Two Enterprise Zones will expire in early 2012, and, in theory, HCD should be rolling out a new application round in the near future. In fact, in HCD’s press release from December 2010, they said:
HCD also announces the release of the Request for Proposals (RFP) in January 2011 for the next two Enterprise Zones expiring in early 2012, with conditional awards being announced in August 2011. There will be a strong emphasis on renewable energy (wind, solar, etc.) in this round of applications with an additional 100 bonus points being awarded for applications that demonstrate that commitment.
HCD has not moved forward with this application round yet, but at least one jurisdiction is getting ready to apply.
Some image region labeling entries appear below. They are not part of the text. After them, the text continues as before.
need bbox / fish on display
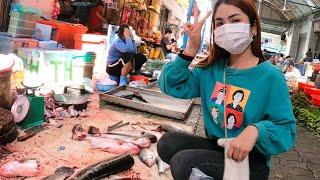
[88,126,101,135]
[139,148,156,167]
[99,134,151,148]
[106,130,157,143]
[42,167,75,180]
[68,154,134,180]
[71,124,87,141]
[161,124,190,133]
[0,160,40,178]
[85,136,140,155]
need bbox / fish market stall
[0,92,200,180]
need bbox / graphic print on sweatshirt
[209,82,251,130]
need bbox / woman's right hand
[183,5,212,57]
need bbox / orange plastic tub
[311,95,320,107]
[38,19,88,49]
[298,82,314,90]
[304,87,320,96]
[74,34,107,50]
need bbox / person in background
[157,0,296,180]
[285,61,301,78]
[279,54,284,64]
[107,24,147,86]
[88,0,108,33]
[303,48,313,62]
[262,49,270,60]
[161,28,177,61]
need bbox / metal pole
[258,0,263,16]
[181,0,195,49]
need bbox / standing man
[161,28,177,61]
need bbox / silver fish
[139,148,156,167]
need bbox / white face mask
[214,23,253,54]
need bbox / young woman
[107,24,147,86]
[157,0,296,180]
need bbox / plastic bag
[189,168,213,180]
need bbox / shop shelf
[311,95,320,107]
[298,82,314,90]
[38,19,88,49]
[304,87,320,96]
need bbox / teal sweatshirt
[159,56,296,166]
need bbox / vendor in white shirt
[285,62,301,78]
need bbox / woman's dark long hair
[201,0,264,65]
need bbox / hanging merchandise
[0,0,11,31]
[52,0,60,19]
[128,8,138,29]
[107,0,124,26]
[120,6,131,24]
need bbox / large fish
[85,136,140,155]
[106,130,157,143]
[99,134,151,148]
[42,167,75,180]
[139,148,156,167]
[68,154,134,180]
[0,160,40,178]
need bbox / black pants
[157,133,270,180]
[107,53,147,76]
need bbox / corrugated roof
[256,0,320,20]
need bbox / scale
[11,83,44,129]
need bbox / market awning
[161,0,187,20]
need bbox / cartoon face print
[211,106,219,124]
[227,90,244,112]
[212,89,225,105]
[227,113,237,129]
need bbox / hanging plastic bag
[189,168,213,180]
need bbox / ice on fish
[139,148,156,167]
[0,160,40,178]
[85,136,140,155]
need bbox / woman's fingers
[241,152,248,161]
[199,10,212,25]
[193,3,200,24]
[227,145,234,158]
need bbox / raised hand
[183,5,212,57]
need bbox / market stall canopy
[255,0,320,21]
[251,0,320,35]
[161,0,187,20]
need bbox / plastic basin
[96,83,117,92]
[304,87,320,96]
[311,95,320,107]
[298,82,314,90]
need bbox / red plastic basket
[311,95,320,107]
[304,87,320,96]
[298,82,314,90]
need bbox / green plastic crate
[18,96,44,129]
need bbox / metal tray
[99,86,193,120]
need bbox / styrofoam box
[36,23,52,41]
[0,35,38,54]
[38,40,58,50]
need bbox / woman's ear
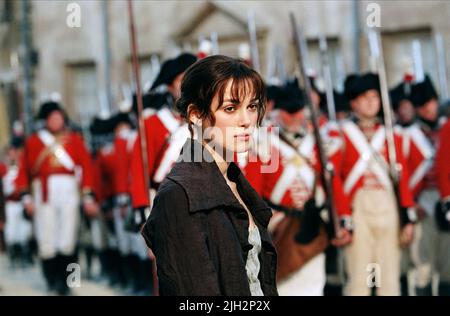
[187,104,202,125]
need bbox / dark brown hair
[176,55,266,135]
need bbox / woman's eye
[248,104,258,111]
[224,106,235,113]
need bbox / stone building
[0,0,450,142]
From the The Valley Chronicle:
San Jacinto has set out to snag one of the two available enterprise zones available in the state.
The City Council last month decided to file an application to expand its opportunities for job creation and tax base expansion, according to a staff report form Economic Development Coordinator Sharon Paisley.
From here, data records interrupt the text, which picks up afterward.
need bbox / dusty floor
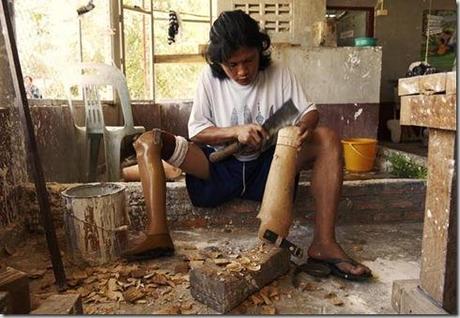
[1,223,423,314]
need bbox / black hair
[206,10,271,79]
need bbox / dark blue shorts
[185,146,298,207]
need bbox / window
[121,0,212,101]
[13,0,112,99]
[326,6,374,46]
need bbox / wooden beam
[0,267,30,315]
[153,54,205,64]
[446,72,457,95]
[420,129,457,311]
[398,73,448,96]
[0,0,66,289]
[401,94,457,130]
[391,279,448,315]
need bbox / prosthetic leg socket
[123,130,174,260]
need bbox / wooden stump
[62,183,128,265]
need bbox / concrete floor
[1,223,423,314]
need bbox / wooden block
[398,73,447,96]
[0,267,30,314]
[418,73,446,95]
[398,76,420,96]
[446,72,457,95]
[400,94,457,130]
[31,294,83,315]
[190,247,290,313]
[391,279,447,315]
[0,292,10,315]
[420,129,457,310]
[391,279,420,313]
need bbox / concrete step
[20,176,426,234]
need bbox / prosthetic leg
[257,126,302,257]
[123,129,188,260]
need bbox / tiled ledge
[21,179,426,234]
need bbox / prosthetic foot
[257,126,302,256]
[123,129,187,260]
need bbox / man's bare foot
[122,233,174,261]
[308,241,371,277]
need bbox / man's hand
[234,124,269,151]
[296,122,313,151]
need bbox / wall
[216,0,326,47]
[375,0,456,102]
[0,22,27,229]
[273,47,382,138]
[326,0,456,102]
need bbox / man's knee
[315,127,342,155]
[134,128,188,167]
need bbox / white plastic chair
[65,63,145,181]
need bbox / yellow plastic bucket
[342,138,377,172]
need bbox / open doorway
[326,6,374,46]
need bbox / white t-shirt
[188,62,316,161]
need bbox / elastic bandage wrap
[166,136,188,168]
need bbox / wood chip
[329,298,344,306]
[246,264,261,272]
[302,282,318,291]
[3,244,16,256]
[225,262,243,272]
[259,292,273,305]
[123,287,145,303]
[130,269,147,278]
[251,295,264,306]
[71,271,88,280]
[174,262,190,274]
[190,261,204,268]
[214,258,230,266]
[153,306,181,315]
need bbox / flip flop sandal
[307,257,372,281]
[292,262,331,288]
[122,247,174,262]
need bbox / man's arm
[192,124,268,149]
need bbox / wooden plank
[0,291,11,315]
[0,267,30,315]
[398,73,447,96]
[153,54,205,63]
[399,283,448,315]
[420,129,456,306]
[391,279,448,315]
[418,73,446,95]
[446,72,457,95]
[401,95,457,130]
[30,294,83,315]
[190,247,290,313]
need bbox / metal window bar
[119,0,213,103]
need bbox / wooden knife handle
[209,141,242,162]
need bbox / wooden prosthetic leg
[257,126,302,256]
[123,130,174,260]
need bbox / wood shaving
[260,306,276,315]
[123,287,145,303]
[251,295,264,306]
[214,258,231,266]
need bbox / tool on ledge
[263,230,303,257]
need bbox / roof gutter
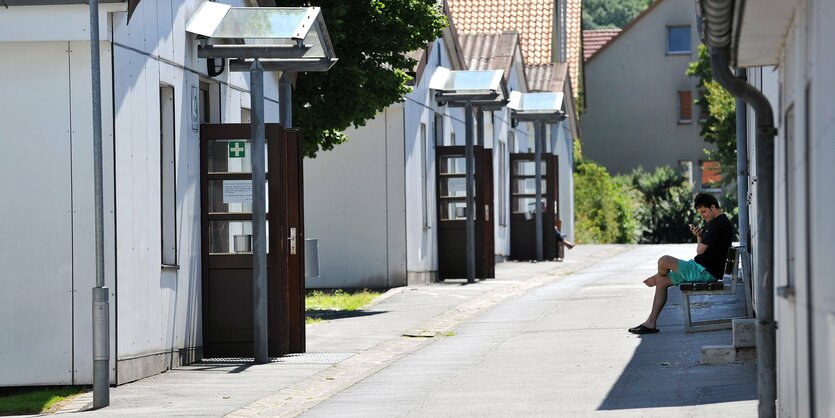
[696,0,777,417]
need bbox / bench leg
[681,292,693,332]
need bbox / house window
[678,160,693,188]
[498,142,509,226]
[667,26,690,54]
[701,161,722,193]
[159,86,177,266]
[420,123,429,229]
[699,88,710,122]
[435,113,444,147]
[678,90,693,123]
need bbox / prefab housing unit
[0,0,278,386]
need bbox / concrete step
[700,345,757,365]
[733,319,757,348]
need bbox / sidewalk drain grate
[200,353,356,364]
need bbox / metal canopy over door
[510,153,557,260]
[200,124,305,357]
[435,146,495,280]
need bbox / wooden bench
[678,247,753,332]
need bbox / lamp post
[186,2,337,363]
[429,67,507,283]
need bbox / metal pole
[90,0,110,409]
[464,101,475,283]
[710,47,777,417]
[278,71,293,128]
[736,68,751,250]
[249,59,270,363]
[475,108,484,147]
[533,121,545,261]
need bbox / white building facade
[702,0,835,417]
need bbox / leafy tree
[687,45,736,185]
[583,0,652,30]
[574,141,639,243]
[619,166,699,244]
[288,0,447,157]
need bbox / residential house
[305,17,528,288]
[582,0,710,190]
[304,12,474,288]
[449,0,583,239]
[0,0,290,386]
[699,0,835,417]
[583,28,620,62]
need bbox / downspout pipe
[736,68,751,276]
[710,46,777,417]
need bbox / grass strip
[0,386,83,415]
[304,289,381,324]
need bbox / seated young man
[629,193,734,334]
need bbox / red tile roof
[566,0,583,97]
[448,0,554,64]
[525,63,568,91]
[458,32,519,79]
[583,29,620,62]
[448,0,583,97]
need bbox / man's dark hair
[693,193,720,209]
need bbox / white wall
[112,0,278,383]
[0,42,113,386]
[304,104,406,288]
[0,0,278,386]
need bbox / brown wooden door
[435,145,485,280]
[478,148,496,279]
[200,124,304,357]
[510,153,557,260]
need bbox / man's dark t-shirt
[694,213,734,279]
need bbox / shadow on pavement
[598,289,757,410]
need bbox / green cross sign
[229,141,246,158]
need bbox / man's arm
[690,225,707,255]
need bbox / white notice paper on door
[223,180,252,203]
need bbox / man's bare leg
[644,276,673,328]
[644,255,678,328]
[644,255,678,287]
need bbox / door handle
[287,228,296,255]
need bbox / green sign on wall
[229,141,246,158]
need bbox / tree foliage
[279,0,447,157]
[620,166,699,244]
[574,141,638,243]
[687,45,736,185]
[583,0,652,30]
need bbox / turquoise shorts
[670,260,719,286]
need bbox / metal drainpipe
[736,68,751,283]
[710,47,777,417]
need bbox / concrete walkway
[52,245,756,416]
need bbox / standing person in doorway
[629,193,734,334]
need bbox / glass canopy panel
[507,91,563,113]
[518,93,562,112]
[444,71,501,93]
[212,7,309,39]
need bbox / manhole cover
[200,353,356,364]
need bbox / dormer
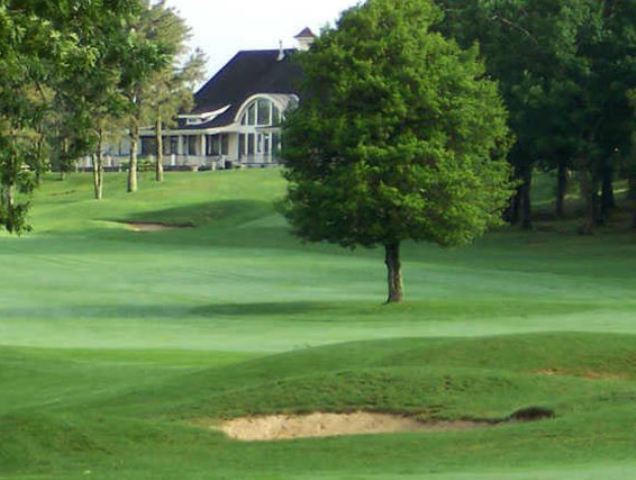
[294,27,316,52]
Paisley said the location and size of the enterprise zone are yet to be determined, but will not necessarily follow the boundaries of any other similar designation, such as the redevelopment district or the proposed multiple-use Gateway at the city’s north entrance.
The size, shape, and location of the enterprise zone, if there is one, will be determined by census tract information, said Paisley.
Under California law, there are 43 [sic] enterprise zones allowed in the state and none can be formed unless someone gives one up.
That has happened in two locations, and that opens the door for what Paisley described in her staff report as a highly competitive application process.
It is an expensive process as well.
Part of the City Council action was to hire DGA Consulting for $100,000 to prepare a feasibility study and application.
The city hopes to split the cost with Riverside County and Hemet, but did not have time to consult either of those neighboring jurisdictions on a joint effort and will proceed on its own until they can be consulted.
Paisley said the competitive character of the application process makes it desirable to file a joint application because it gives the application more weight.
The feasibility study includes determining areas eligible for the designation in San Jacinto, Hemet, and surrounding county area; assessing the community’s economic distress factors; and reviewing local economic development plans and local funding and business incentives.
Paisley’s report said areas with enterprise zones tend to have higher employment and hiring rates that similar jurisdictions without such zones, and that businesses consider an enterprise zone a positive when considering locating or relocation.